Brazil has this funny characteristic of refer to statistics and miths to justify its actions, especially the bad ones. It can also be used to justify future failures and this was so obvious on the news. For example, I read that Brazil never (hardly every) wins World Cups in Europe. Brazil never beat France in World Cups. Ronaldo Chubby never scored on quarter-finals. And the list keep going. I have my own theories to justify the poor game today; here is my Top 10 so far:
1) The French bad smell. Everybody knows that French perfumes are the best in the world because the French people are the stinkiest! I'm sure that the players and audience didn't use any perfume at all, so the Brazilian team would feel dizzy and nauseous. This also justifies that weird convultion Ronaldo had before 98's game. It was in France, summer and the country was all smelly.
2) Pelé. I bet this damn witch gambled against Brazil and did some black magic for the team. Ok, you can believe that Brazil won't win France, but you shouldn't say this to the papers, especially if you are a Brazilian. Faith above all, that's our fuel!
By the way, did you know that black magic was born in France?
3) Felipão. You greedy, you already won in 2002! Leave us alone!
4) Ali. He is what we call "cold feet" - no idea if this works in English. He supported Iran, Argentina, Brazil... I bet England and Australia too. Can you please support France now?
5) Lili. She wouldn't be able to watch the final properly, so it was better to end up everything now, huh?
6) Cipri. The first game he didn't watch in England. Besides, he wasn't wearing his Brazilian t-sirt, as he was on a wedding (not his own, that God).

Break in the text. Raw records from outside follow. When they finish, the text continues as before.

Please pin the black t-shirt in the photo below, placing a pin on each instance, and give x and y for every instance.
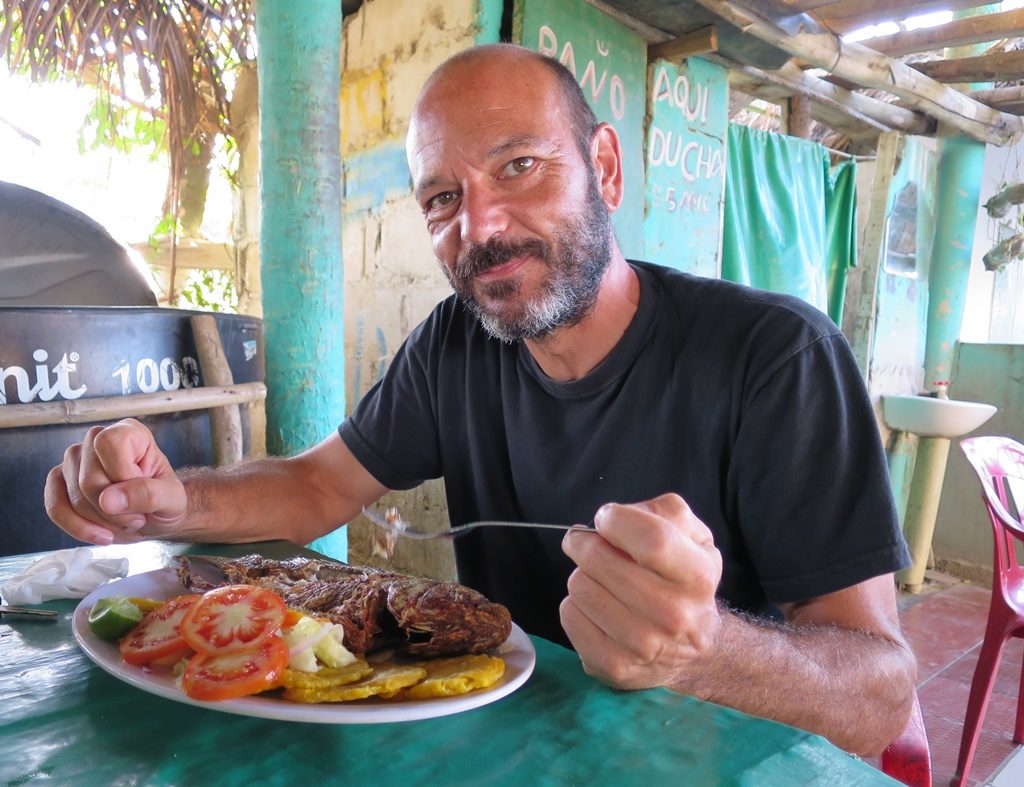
(747, 403)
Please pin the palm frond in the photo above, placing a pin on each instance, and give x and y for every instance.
(167, 55)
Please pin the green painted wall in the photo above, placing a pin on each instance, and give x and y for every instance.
(609, 60)
(688, 116)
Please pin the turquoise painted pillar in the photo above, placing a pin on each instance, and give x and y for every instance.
(299, 67)
(961, 167)
(957, 194)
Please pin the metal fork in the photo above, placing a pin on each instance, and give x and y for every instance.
(396, 526)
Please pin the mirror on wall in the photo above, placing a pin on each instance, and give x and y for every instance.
(900, 255)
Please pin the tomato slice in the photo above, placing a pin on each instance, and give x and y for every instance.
(157, 635)
(232, 618)
(239, 673)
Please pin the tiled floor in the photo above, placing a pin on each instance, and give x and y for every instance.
(945, 626)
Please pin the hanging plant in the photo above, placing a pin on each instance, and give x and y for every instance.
(1010, 249)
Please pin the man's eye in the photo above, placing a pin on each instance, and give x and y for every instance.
(441, 201)
(520, 165)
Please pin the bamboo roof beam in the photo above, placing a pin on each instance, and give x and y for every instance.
(998, 67)
(868, 69)
(1009, 99)
(974, 30)
(846, 15)
(880, 115)
(698, 42)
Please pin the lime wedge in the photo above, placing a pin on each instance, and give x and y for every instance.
(113, 617)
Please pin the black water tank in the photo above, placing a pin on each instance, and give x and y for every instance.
(53, 255)
(52, 354)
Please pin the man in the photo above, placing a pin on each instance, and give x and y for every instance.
(564, 384)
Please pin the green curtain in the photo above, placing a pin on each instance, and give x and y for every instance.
(790, 219)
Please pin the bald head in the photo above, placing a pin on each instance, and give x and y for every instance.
(510, 61)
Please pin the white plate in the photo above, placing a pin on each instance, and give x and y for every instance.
(517, 651)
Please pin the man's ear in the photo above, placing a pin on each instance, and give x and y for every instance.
(606, 159)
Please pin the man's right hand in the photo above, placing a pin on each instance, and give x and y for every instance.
(116, 487)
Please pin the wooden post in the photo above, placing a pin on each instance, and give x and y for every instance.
(225, 422)
(299, 69)
(862, 280)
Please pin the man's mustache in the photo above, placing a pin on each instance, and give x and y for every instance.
(481, 257)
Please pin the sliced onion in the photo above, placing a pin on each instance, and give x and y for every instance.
(309, 642)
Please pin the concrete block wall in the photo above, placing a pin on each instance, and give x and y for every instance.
(392, 279)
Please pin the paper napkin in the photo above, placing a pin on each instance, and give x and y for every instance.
(65, 574)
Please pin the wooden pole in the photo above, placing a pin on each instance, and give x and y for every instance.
(225, 422)
(997, 67)
(849, 14)
(862, 279)
(114, 407)
(868, 69)
(299, 70)
(880, 115)
(677, 49)
(975, 30)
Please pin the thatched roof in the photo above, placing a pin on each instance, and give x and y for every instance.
(165, 56)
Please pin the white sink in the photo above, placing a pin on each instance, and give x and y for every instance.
(929, 417)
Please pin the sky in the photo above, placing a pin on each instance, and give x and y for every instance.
(124, 192)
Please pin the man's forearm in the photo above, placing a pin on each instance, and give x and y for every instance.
(851, 687)
(255, 500)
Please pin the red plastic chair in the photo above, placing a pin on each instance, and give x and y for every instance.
(908, 759)
(999, 464)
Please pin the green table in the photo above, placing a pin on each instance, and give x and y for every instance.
(64, 720)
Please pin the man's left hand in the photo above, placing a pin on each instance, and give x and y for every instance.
(641, 606)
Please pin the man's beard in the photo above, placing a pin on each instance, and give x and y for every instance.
(576, 259)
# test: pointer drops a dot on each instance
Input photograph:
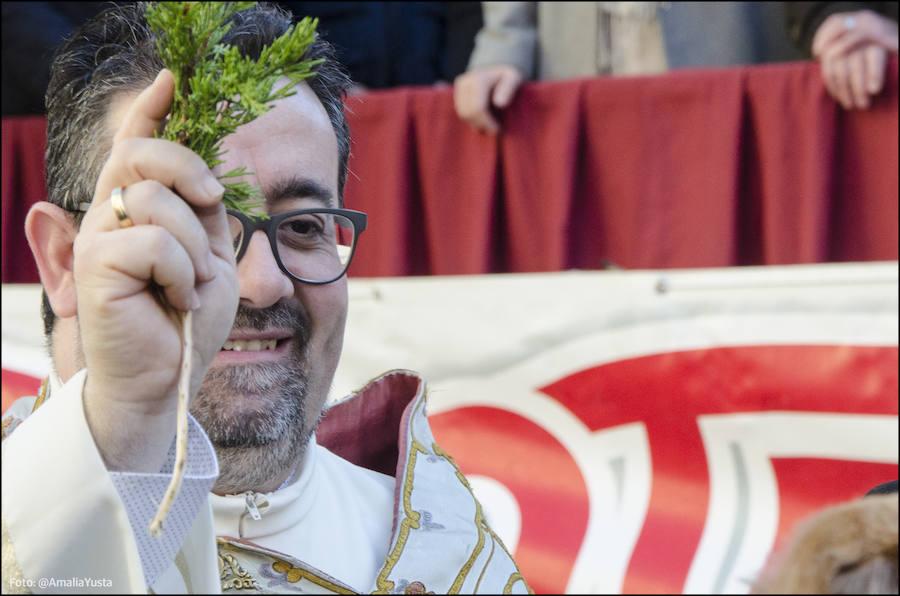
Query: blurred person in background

7) Marco. Tsc tsc tsc. Bought a yellow multi-task t-shirt, so he could support Jamaica, Australia, Brazil, Ghana, Ukraine, Sweden, Ecuardor and all yellowish teams.

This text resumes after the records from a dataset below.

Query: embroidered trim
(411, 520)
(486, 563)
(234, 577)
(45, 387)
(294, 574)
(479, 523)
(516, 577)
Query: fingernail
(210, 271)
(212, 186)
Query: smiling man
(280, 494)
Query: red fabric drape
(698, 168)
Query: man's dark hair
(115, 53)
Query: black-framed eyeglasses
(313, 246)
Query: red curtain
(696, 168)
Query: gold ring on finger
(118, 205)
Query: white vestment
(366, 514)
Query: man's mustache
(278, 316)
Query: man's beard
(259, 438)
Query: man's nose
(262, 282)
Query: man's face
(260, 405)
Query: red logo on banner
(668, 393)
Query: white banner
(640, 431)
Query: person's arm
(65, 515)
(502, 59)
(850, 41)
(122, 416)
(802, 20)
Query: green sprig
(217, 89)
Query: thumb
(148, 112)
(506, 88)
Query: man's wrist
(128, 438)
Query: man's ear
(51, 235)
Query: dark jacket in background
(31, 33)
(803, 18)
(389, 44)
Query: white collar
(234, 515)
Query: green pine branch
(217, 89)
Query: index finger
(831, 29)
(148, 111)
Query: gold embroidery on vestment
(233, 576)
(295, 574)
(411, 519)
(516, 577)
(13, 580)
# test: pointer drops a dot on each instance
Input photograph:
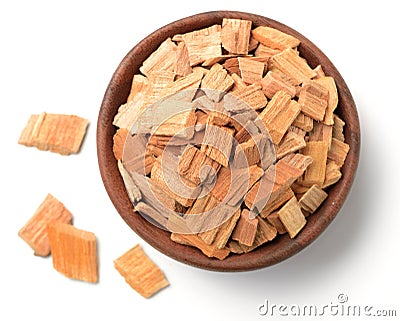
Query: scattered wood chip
(34, 231)
(140, 272)
(235, 35)
(312, 199)
(74, 251)
(274, 38)
(58, 133)
(292, 217)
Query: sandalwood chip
(73, 251)
(246, 229)
(293, 66)
(140, 272)
(62, 134)
(312, 199)
(274, 38)
(34, 231)
(292, 217)
(231, 137)
(235, 35)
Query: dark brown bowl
(270, 253)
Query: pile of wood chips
(300, 158)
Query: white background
(59, 57)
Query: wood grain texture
(272, 252)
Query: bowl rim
(272, 252)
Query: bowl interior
(272, 252)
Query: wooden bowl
(270, 253)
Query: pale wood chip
(276, 202)
(217, 143)
(251, 70)
(238, 83)
(140, 272)
(182, 63)
(275, 221)
(333, 99)
(235, 35)
(119, 139)
(130, 112)
(181, 124)
(164, 174)
(293, 66)
(304, 122)
(292, 217)
(251, 95)
(184, 88)
(315, 173)
(232, 185)
(246, 229)
(197, 166)
(332, 174)
(276, 81)
(157, 217)
(203, 44)
(313, 100)
(265, 233)
(319, 72)
(338, 151)
(194, 240)
(264, 51)
(290, 143)
(279, 114)
(253, 43)
(163, 58)
(219, 236)
(274, 38)
(321, 132)
(312, 199)
(34, 232)
(298, 161)
(337, 131)
(217, 59)
(74, 251)
(58, 133)
(133, 191)
(140, 83)
(158, 81)
(216, 83)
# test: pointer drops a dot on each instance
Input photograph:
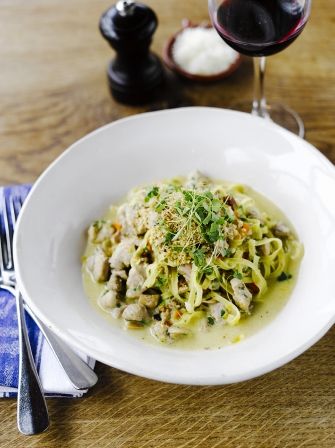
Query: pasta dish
(187, 252)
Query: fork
(79, 373)
(32, 412)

By the way, yellow is definetly not a good color. In Brazil, if you don't do something because you are afraid, it is said that you "yellowed". Ok, it's weird in English.
8) "Pra Frente Brasil". Mauricio said it was a weird version. I admit, it was. I took it from an Angra's lyrics website. Angra is one of the worse metal bands ever and only the Japanese like them. Shit, my fault!

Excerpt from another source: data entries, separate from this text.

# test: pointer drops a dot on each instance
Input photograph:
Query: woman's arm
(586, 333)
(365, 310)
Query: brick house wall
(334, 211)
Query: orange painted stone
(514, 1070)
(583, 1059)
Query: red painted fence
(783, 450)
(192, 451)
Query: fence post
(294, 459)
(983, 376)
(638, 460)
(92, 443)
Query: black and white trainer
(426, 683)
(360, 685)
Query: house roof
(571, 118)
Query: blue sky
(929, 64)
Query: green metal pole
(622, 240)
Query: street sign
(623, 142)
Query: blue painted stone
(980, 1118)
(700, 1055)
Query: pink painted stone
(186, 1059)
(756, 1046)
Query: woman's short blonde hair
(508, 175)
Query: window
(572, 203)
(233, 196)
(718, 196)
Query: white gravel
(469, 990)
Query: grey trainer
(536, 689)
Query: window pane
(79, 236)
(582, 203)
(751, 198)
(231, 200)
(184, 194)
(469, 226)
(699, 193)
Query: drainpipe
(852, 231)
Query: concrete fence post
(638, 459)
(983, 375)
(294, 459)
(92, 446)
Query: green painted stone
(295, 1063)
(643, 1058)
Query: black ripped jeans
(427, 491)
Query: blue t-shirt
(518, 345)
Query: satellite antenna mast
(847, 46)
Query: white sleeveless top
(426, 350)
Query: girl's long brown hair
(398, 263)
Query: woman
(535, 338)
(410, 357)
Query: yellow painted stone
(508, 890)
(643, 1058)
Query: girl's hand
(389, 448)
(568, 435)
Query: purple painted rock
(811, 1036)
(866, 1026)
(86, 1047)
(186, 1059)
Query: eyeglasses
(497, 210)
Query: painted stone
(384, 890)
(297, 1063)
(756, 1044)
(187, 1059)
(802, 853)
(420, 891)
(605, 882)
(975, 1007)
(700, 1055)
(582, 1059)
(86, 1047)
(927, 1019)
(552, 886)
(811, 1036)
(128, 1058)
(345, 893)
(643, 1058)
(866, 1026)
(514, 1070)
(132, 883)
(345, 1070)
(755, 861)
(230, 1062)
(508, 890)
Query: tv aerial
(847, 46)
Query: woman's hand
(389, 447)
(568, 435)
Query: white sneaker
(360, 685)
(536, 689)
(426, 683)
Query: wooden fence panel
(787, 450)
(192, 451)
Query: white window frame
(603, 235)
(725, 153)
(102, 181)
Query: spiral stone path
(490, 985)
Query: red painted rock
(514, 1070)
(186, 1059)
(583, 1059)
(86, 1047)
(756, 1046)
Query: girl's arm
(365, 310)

9) Me again (yeah, the world turns around my belly button). I turned off the TV in the middle of the 2nd half. I should have supported my team until the end (but it was so obvious that we were going to lose, wasn't it? i felt humiliated with that game).
10) My mom. She is always against Brazil when it comes to football.
I will come up with other theories and other football posts, as I am so so so angry. If I was face-to-face with Parreira I think I would fix that horrible nose of his. Hunf!
11 - that annoying email with the "pyramid" explaining why Brazil would win 2006 as it also won 1958.